Gerald Michael Barbarito (born January 4, 1950) is an American prelate of the Roman Catholic Church.  He has served as bishop of the Diocese of Palm Beach in Florida since August 28, 2003.  He previously served as bishop of the Diocese of Ogdensburg in Northern New York from 1999 to 2003 and as an auxiliary bishop of the Diocese of Brooklyn in New York City from 1994 to 1999.

Biography

Early life and family 
Gerald Barbarito, the son of Anna Marie LaPorte Barbarito and Samuel A. Barbarito, was born in Brooklyn, New York, on January 4, 1950. He began his studies for the priesthood at Cathedral Prep Seminary in Fort Greene, Brooklyn, graduating in 1967.

Education 
Barbarito continued his studies at Cathedral College in Douglaston, Queens, where he earned a bachelor degree in 1971. His theology studies took place at Immaculate Conception Seminary in Huntington, New York, where he received a Master of Divinity degree in 1975 .Before his ordination to the priesthood, Barbarito served as a deacon at St. Francis of Assisi Parish in Astoria, Queens, for one year.

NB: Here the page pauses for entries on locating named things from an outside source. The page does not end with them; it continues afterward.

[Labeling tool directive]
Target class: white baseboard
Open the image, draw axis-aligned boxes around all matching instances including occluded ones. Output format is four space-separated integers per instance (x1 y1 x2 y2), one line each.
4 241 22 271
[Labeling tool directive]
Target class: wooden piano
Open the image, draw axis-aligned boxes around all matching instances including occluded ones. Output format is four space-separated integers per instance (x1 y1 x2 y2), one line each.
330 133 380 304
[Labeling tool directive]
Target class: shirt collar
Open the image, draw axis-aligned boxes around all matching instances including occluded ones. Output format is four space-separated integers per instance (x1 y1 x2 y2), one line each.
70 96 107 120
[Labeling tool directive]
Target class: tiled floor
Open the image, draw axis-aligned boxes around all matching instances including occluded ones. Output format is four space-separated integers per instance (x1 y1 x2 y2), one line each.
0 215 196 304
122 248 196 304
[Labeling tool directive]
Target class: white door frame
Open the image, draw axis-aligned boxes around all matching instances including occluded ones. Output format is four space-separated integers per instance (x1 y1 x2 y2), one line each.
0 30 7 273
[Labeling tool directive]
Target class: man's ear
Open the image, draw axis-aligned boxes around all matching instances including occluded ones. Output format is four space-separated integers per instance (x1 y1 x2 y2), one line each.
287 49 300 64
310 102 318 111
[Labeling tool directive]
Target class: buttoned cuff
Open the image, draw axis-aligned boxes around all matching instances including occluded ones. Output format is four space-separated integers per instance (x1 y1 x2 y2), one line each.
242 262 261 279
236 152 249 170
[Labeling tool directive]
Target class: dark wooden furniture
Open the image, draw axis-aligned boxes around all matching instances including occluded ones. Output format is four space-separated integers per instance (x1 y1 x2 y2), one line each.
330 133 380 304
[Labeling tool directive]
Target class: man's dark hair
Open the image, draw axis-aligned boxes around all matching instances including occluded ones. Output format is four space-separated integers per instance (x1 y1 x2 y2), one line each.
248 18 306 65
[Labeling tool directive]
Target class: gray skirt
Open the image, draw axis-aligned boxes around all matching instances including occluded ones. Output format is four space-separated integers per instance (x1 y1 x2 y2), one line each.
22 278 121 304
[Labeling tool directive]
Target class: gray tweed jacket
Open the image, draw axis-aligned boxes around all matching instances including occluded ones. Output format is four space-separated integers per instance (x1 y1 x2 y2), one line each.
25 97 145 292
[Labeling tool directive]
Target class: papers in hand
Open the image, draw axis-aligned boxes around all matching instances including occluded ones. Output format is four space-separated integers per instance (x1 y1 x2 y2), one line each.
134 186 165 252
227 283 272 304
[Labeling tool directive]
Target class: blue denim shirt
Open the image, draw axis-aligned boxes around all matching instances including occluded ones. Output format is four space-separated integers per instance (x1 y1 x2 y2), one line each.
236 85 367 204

Ordination and pastoral work 
Barbarito was ordained to the priesthood for the Diocese of Brooklyn by Bishop Francis J. Mugavero at St. Francis of Assisi Church on January 31, 1976. After his ordination, Barbarito was assigned to St. Helen's Parish in Howard Beach, Queens. He remained there until 1981, when Bishop Mugavero appointed him assistant chancellor. Barbarito held this position for one year, then went to the Catholic University of America School of Canon Law in Washington D.C. for two years, where he earned a Licentiate of Canon Law.

Barbarito was named the vice chancellor of the diocese in 1984, remaining in that position until 1992, when Bishop Thomas V. Daily appointed him secretary. Barbarito served as master of ceremonies for Auxiliary Bishop Emeritus Joseph Denning from 1984 to 1990.

Barbarito has served on the College of Consultors, the Priests' Personnel Board, the Presbyteral Council and as an appellate judge at the diocesan tribunal. He has also served as a consultant to the Canonical Affairs Committee of the National Conference of Catholic Bishops. Barbarito is a member of the Catholic Biblical Association and the Canon Law Society of America.

Auxiliary Bishop of Brooklyn 
Barbarito was appointed as an auxiliary bishop of the Diocese of Brooklyn by Pope John Paul II on June 28, 1994. He was consecrated on August 22, 1994. Bishop Thomas V. Daily served as principal consecrator, with Bishops Joseph Sullivan and René Valero serving as co-consecrators.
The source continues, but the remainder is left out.